As an example, while using the SqlCommand object in ADO.NET, it is convenient to use the AddWithValue(parametername, parametervalue) method of the Parameters collection. But notice that when you do this, you do not specify the data type of the parameter. ADO.NET has to derive an appropriate data type based on the data that you have provided. For string parameters, this can be particularly troubling. If the parameter value is initially “hello”, a query plan with an nvarchar parameter length of 5 will be cached after the command is executed. When the query is re-executed with a parameter value of “trouble”, the command will appear to be different as it has an nvarchar parameter with a length of 7.

The more the command is executed, the more the plan cache will become full of plans for different length string parameters. This is particularly troubling for commands with multiple string parameters as plans will end up being stored for all combinations of all lengths of all the parameters. Some later variants of these libraries are improved by always deriving strings as nvarchar(4000). That’s not ideal but it’s much better than the previous mechanism.

While someone coding with ADO.NET can use another method to add a parameter ie: one that allows specifying the data type as well, developers using higher level libraries do not have that option. For example, Lync to SQL uses AddWithValue() within the framework. The user has no control over that. Ad-hoc queries generated by end-user query tools can also cause a similar problem where many combinations of similar queries can end up becoming cached.

Avoiding Plan Cache Pollution

As mentioned, to work around such a problem, the application should use a method to add the parameter that allows specifying the data type precisely.

As an example, nvarchar(100) might be used as the data type for each execution in the above example, if we know that all possible parameter lengths are less than 100.

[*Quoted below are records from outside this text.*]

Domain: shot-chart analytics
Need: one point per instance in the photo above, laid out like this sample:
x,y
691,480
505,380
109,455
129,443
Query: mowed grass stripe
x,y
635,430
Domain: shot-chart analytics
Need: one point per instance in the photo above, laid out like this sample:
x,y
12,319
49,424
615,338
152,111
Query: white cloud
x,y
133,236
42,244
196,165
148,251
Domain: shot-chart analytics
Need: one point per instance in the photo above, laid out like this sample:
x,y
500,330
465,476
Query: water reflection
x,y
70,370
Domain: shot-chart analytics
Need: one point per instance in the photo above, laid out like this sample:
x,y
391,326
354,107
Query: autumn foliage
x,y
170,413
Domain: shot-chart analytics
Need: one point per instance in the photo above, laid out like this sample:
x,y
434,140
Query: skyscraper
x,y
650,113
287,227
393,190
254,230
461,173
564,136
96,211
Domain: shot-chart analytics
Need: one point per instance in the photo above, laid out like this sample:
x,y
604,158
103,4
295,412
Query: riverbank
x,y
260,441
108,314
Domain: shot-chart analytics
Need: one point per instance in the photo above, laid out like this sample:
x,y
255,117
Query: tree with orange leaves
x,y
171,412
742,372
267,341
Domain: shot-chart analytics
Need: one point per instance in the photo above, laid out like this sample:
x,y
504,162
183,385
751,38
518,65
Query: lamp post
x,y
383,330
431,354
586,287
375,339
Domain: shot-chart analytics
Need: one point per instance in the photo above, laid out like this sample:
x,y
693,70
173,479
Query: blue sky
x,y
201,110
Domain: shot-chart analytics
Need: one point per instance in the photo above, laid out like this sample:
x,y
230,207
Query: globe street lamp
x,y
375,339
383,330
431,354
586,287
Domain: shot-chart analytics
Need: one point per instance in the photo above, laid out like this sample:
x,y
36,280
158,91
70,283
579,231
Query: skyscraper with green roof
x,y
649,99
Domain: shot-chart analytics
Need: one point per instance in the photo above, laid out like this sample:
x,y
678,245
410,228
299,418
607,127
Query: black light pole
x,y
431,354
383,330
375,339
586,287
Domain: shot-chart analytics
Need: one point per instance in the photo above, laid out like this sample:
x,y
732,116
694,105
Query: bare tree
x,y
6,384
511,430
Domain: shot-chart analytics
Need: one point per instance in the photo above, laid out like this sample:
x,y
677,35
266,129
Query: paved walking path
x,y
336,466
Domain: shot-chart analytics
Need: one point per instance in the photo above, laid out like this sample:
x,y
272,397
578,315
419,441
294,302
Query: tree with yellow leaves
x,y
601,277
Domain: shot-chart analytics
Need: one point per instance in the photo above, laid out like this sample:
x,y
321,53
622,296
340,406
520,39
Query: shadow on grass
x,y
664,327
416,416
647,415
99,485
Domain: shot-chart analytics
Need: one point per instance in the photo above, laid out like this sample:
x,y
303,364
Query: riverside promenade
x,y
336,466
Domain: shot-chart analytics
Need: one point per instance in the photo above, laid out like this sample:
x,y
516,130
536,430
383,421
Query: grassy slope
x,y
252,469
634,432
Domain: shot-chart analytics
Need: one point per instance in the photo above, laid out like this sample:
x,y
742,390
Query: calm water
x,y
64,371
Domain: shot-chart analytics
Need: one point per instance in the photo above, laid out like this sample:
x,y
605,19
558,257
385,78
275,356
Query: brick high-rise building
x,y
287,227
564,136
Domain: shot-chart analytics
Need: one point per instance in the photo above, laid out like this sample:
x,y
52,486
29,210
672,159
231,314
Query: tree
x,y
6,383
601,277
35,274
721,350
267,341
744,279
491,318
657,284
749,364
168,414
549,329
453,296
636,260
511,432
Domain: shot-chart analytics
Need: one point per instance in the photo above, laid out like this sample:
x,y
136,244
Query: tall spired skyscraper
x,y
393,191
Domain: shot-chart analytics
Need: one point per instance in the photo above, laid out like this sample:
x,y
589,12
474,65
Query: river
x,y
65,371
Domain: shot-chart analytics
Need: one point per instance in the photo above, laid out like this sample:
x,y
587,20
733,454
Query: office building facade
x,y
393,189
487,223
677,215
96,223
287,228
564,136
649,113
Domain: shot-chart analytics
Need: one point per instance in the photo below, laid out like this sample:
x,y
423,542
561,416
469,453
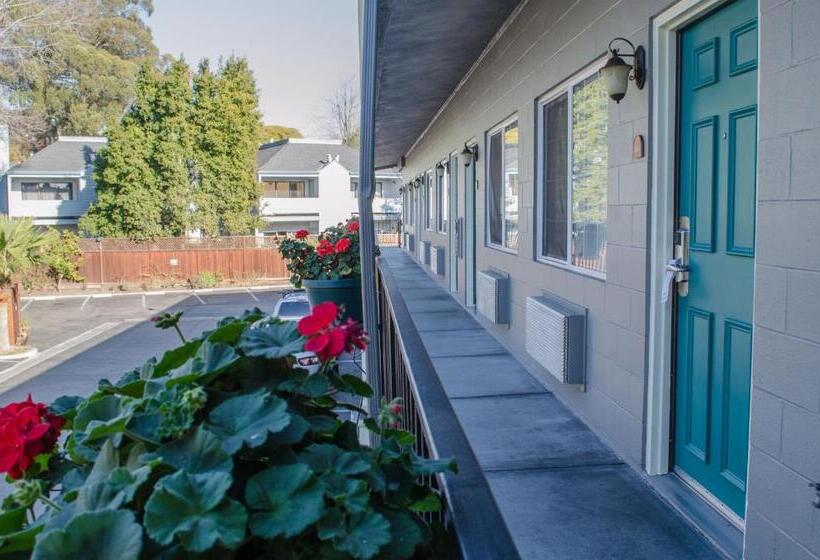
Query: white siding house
x,y
313,184
55,186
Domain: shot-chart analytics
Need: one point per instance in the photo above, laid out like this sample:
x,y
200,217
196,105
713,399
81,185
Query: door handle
x,y
680,264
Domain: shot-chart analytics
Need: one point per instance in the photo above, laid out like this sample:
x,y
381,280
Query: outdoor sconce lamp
x,y
470,154
617,72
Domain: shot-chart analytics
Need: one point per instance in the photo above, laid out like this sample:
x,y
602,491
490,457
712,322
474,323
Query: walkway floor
x,y
563,493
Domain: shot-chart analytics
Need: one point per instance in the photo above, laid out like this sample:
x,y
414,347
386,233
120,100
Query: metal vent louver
x,y
491,294
556,337
437,260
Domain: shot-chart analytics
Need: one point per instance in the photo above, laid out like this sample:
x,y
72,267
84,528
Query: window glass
x,y
495,190
573,175
511,186
47,190
589,173
554,179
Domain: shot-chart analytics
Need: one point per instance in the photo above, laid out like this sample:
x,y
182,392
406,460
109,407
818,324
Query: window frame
x,y
563,88
487,135
429,200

Treating Plan Cache Pollution

There are several additional options that can help in dealing with plan cache pollution issues:

FORCED PARAMETERIZATION

FORCED PARAMETERIZATION can be set at the database level. SQL Server will often auto-parameterize queries by determining that a value looks like a parameter, even though you didn’t specify it as a parameter. Using the FORCED PARAMETERIZATION setting makes SQL Server become much more aggressive in deciding which queries to auto-parameterize. The down-side of this option is that it could potentially introduce parameter-sensitivity problems. (This option was added in SQL Server 2005).

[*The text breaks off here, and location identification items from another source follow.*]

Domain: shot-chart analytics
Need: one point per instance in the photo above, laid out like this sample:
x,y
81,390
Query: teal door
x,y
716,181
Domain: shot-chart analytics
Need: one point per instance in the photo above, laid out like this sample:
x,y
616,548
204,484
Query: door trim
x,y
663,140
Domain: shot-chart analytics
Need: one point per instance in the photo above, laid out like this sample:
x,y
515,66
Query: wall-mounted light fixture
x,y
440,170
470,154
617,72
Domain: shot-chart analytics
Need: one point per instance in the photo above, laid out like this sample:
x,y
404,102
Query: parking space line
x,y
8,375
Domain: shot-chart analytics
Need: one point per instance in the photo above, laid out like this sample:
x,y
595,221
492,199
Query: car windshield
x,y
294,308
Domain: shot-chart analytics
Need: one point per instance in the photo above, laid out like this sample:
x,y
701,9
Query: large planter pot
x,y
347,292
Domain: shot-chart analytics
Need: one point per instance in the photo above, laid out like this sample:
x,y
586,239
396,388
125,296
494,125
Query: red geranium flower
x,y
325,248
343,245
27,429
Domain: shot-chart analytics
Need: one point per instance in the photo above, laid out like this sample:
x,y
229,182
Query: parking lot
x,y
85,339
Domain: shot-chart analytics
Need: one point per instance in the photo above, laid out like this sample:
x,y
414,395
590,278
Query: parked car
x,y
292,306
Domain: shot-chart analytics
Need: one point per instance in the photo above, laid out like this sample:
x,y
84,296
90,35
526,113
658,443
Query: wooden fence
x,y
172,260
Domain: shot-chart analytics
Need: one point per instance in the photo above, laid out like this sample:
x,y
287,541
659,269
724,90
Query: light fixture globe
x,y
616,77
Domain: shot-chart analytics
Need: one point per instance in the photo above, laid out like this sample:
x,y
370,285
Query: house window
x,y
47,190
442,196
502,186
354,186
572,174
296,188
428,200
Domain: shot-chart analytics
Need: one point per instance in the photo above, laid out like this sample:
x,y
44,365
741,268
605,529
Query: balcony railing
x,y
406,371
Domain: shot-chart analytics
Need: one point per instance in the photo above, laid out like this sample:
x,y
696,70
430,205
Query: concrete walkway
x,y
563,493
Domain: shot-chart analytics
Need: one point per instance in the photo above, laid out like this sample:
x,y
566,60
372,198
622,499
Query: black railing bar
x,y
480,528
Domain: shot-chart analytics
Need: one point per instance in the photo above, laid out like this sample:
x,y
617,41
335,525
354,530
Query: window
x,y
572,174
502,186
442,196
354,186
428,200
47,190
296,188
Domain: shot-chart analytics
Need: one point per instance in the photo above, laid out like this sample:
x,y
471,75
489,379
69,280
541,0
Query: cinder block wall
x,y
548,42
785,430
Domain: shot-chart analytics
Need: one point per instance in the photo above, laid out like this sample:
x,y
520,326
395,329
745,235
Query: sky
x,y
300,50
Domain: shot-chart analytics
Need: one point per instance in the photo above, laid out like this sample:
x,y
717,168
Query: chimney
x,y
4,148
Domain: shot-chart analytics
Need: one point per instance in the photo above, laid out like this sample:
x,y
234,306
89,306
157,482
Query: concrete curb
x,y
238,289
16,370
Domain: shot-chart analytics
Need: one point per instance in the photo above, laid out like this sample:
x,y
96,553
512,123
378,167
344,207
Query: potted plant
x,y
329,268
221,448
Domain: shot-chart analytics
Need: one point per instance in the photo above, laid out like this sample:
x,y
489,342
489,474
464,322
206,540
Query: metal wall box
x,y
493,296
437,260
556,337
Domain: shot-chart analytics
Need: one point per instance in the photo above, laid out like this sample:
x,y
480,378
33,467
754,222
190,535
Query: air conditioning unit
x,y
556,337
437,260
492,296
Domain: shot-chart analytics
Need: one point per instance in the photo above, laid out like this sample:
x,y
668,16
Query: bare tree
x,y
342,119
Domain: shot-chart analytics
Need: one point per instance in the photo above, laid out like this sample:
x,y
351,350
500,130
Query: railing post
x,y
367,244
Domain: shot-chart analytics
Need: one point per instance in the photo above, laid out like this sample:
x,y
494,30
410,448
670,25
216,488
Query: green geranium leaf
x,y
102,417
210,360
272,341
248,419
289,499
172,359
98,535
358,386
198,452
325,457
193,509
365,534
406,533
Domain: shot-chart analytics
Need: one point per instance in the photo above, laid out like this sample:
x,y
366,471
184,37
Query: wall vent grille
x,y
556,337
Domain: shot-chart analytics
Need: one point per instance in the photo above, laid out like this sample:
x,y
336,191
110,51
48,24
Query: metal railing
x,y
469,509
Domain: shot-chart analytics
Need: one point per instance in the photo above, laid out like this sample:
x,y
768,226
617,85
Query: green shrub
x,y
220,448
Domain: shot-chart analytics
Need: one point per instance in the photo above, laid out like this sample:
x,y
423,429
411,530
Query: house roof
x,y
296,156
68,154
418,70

OPTIMIZE FOR ADHOC WORKLOADS

OPTIMIZE FOR ADHOC WORKLOADS is an sp_configure server level option. When set, SQL Server only caches a plan stub on the first execution of an ad-hoc query. The next time the same query is executed, the full plan is stored. Plan stubs are much smaller than query plans and this option ensures that the plan cache is not filled by query plans that have never been reused. (This option was added in SQL Server 2008). We tend to enable this option on most servers.

DBCC FREESYSTEMCACHE

Sometimes you can get into a situation where you simply cannot avoid the queries from creating this situation and you need to deal with it. DBCC FREESYSTEMCACHE can be used to clear the query cache. One little understood option on it however, is that you can then specify a particular Resource Governor resource pool. It then only clears the plans associated with that resource pool. (This command was first available in SQL Server 2005 but the option to clear a specific resource pool was added in SQL Server 2008).

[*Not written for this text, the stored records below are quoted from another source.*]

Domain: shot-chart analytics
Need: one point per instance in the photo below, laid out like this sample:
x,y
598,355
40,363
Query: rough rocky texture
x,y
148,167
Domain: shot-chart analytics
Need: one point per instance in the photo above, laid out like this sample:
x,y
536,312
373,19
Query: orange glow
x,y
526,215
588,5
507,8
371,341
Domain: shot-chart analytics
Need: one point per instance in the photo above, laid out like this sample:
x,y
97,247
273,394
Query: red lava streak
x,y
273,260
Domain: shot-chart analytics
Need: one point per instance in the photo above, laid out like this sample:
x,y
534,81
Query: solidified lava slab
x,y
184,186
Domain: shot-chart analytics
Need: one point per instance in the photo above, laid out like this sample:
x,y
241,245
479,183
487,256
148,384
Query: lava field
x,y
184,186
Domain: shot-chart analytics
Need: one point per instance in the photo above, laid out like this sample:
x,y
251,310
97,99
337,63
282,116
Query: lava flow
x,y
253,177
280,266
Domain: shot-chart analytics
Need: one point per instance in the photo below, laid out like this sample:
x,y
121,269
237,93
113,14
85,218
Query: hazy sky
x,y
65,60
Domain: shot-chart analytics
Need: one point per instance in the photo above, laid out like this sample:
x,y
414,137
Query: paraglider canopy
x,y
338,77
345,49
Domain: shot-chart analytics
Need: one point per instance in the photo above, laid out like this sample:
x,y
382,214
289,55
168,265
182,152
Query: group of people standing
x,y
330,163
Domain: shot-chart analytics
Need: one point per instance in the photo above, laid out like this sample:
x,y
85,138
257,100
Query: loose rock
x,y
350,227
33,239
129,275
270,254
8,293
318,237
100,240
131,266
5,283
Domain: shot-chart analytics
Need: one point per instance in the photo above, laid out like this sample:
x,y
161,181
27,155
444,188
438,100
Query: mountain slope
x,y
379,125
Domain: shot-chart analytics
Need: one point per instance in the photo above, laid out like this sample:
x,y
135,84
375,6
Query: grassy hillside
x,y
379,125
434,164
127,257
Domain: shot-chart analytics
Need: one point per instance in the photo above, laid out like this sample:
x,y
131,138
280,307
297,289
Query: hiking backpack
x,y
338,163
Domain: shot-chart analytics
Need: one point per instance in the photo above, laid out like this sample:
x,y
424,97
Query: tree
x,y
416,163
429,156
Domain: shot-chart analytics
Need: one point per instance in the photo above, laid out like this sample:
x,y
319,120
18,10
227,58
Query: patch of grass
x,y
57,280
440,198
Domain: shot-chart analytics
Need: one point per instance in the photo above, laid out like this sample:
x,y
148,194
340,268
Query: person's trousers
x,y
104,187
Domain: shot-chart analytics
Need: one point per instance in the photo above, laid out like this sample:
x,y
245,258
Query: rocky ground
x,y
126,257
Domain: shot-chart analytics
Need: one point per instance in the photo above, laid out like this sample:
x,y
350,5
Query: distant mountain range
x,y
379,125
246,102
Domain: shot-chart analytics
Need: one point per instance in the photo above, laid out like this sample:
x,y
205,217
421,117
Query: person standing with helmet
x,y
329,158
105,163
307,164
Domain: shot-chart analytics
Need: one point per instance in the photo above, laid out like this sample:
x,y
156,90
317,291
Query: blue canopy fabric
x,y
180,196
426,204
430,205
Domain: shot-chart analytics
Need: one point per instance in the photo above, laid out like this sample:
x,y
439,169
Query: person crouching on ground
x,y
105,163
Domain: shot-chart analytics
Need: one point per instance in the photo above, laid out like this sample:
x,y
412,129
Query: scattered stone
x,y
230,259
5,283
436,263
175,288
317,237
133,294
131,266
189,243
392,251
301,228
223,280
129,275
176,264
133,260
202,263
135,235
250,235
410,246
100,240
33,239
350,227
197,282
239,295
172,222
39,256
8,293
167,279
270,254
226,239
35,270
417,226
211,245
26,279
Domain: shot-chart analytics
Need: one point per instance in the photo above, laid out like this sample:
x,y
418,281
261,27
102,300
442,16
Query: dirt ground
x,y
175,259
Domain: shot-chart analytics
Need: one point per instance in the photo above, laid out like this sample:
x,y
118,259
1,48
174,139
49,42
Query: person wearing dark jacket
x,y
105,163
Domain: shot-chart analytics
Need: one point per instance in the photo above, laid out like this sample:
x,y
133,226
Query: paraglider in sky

We often use this method to work around plan cache pollution issues. We try to isolate the badly-behaved applications or ad-hoc queries into one or more separate resource pools using Resource Governor. Then periodically, (perhaps every 5 or 10 minutes), we clear the plan cache for members of this “tough luck” pool.

Best advice is to try to avoid the situation in the first place by appropriate coding techniques but that option isn’t available to everyone.